A couple of days ago, I used gEdit in root to edit "named.conf" and
a couple of the zone files. The effort fixed a problem I was having,
and everything seemed to be working fine.
But when my fiend found out, he said I'd screwed up those file permissions
and filled the plain text with gibberish, ~by~ using gEdit. He said
I can only use an editor like PICO, which won't change file
permissions or imbed non-ascii code into the file.
So I tried PICO. IS he for real or is he just having fun with me? I haven't
used such a primitive editor in 30 years, since Fortran days. Will an editor
change file permissions? I haven't seen an editor that used <CTL>
command sequences since my CP/M 8 bit days...
Now I know word processors will imbed special formating characters
that will choke a simple ASCII parser, but gEdit seemed like a very
simple plain-text editor.
You can always check edit a file and look at the permissions before and after.

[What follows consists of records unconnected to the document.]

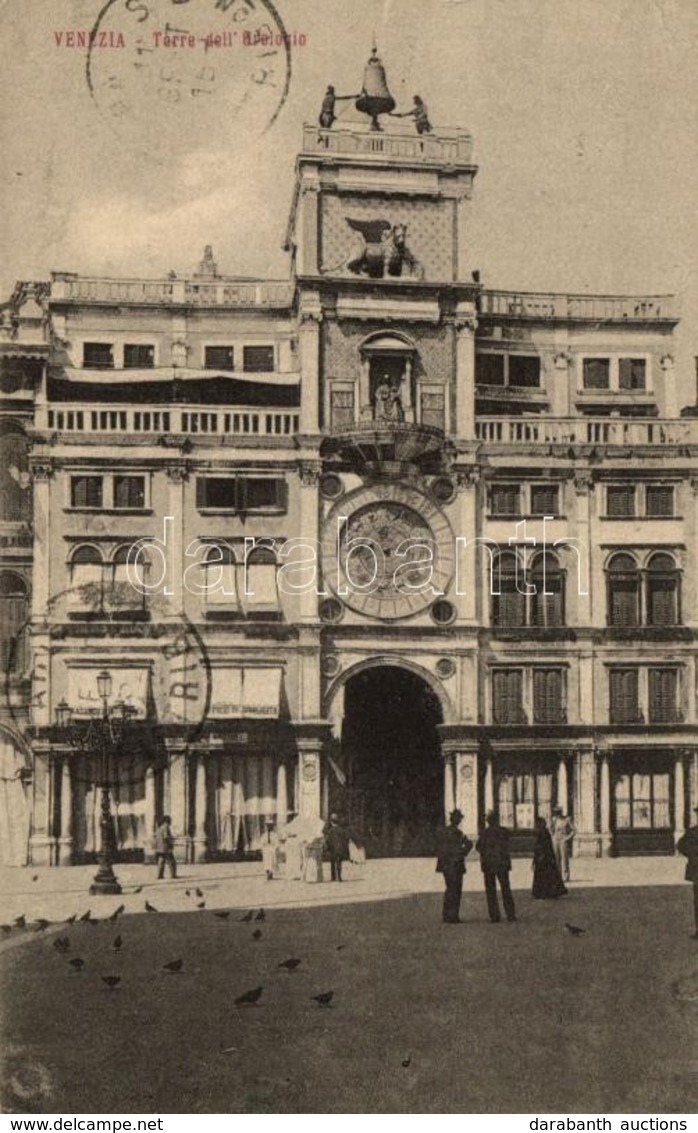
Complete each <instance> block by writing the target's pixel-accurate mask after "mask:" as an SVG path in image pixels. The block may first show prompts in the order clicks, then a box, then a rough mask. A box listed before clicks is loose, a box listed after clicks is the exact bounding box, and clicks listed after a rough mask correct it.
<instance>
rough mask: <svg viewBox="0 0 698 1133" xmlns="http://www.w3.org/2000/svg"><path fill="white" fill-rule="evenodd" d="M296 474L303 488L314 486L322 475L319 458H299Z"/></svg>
mask: <svg viewBox="0 0 698 1133" xmlns="http://www.w3.org/2000/svg"><path fill="white" fill-rule="evenodd" d="M298 475H299V476H300V483H301V485H303V487H304V488H316V487H317V485H318V484H320V477H321V475H322V462H321V461H320V460H301V461H300V463H299V466H298Z"/></svg>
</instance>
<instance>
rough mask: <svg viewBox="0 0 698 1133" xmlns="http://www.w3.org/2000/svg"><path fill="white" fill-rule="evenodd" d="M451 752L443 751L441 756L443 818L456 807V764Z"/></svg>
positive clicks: (447, 820) (450, 812)
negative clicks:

ls - l will show the file permissions
You do not want to use a Word processor but a text editor of any kind is fine.
Yes. Pico/nano, vi, emacs, joe, mcedit... all good for text mode. In the gui, gedit, leafpad, kwrite/kate, emacs gui, editra... all acceptable text editors for system files.
What you do NOT want to use are things like AbiWord, Office Writer, Pathetic Writer, and other editors that use word processing features (text styling).
While it's not impossible for any program to edit the permissions of a file you already have write access to/ownership of, I've never had a problem with any editor altering permissions on me, they've always saved with the same permissions the file was opened with.
Like GT said though, it's not something hard to check and fix.